If true happiness is rooted in the very nature of God, and God is Love, then we also know happiness involves the giving and receiving of love. Have you noticed, when your heart is filled with love, the craving for “too much” of everything else relents? Or, when you share true presence with your children, their behavior improves? How different would our experience of sex be if the focus was less on seduction and need-gratification, and more about mutual, loving self-offering? Overeating might lose it’s appeal if we were satisfied with enough love every day. Can human love satisfy our every need? No. To seek sufficient love solely from human relationships only changes the focus of the addiction. God is the bottomless source of love. But we grossly underestimate our power to love and sow happiness.

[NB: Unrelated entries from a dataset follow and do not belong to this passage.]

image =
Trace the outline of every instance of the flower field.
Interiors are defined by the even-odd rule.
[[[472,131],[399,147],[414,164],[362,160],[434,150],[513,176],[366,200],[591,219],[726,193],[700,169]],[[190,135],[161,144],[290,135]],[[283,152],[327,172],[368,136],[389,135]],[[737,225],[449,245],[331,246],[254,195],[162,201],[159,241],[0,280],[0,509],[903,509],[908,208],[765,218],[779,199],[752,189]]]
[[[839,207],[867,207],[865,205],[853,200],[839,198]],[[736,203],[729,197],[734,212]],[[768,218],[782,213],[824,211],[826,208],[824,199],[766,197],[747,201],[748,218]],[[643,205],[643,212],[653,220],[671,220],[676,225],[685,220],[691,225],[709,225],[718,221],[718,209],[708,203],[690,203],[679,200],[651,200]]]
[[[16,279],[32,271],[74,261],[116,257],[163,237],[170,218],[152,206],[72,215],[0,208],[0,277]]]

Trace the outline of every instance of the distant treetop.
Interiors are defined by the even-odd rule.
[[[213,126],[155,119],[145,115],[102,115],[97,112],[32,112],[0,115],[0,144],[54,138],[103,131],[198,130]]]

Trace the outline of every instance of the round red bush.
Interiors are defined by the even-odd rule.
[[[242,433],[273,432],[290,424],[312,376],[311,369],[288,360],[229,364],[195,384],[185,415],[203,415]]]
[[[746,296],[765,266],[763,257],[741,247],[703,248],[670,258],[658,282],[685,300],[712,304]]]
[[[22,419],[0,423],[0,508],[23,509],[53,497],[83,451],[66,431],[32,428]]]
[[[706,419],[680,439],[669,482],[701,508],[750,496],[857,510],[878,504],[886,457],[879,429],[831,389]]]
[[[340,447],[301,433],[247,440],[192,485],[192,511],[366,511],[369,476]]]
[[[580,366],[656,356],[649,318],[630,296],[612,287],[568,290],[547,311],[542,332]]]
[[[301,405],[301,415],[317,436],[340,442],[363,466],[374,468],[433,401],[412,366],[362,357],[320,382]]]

My mom has cooked dinner for my dad repeatedly in their 40-year marriage. I have never once heard my dad complain that the corn is tough or the chicken bland. He simply sits down and relishes whatever she makes. My mother offers him happiness in the meal and he offers her happiness in his response. What if we each decide to cook-up love in the best way we can and then pull up a chair and relish the love-offering of others? I think we might find ourselves transformed into people of deep and abiding happiness.

An ancient hymn, thought to be one of the earliest songs of the Christian church, imagines Jesus as the Phos Hilaron—the “Happy Light.” Legend says it was composed by an old man on his way to being martyred. The executioner’s arm was paralyzed until the elderly bishop had finished his song. May this be true for all of us—may we be given as many days as we need to fully sing our song of love and may true happiness be the result.


Kate Coffey is a graduate of Columbia Theological Seminary and Shalem’s Leading Contemplative Prayer Groups and Retreats Program for which she now serves as adjunct staff. She lives and writes in South Carolina.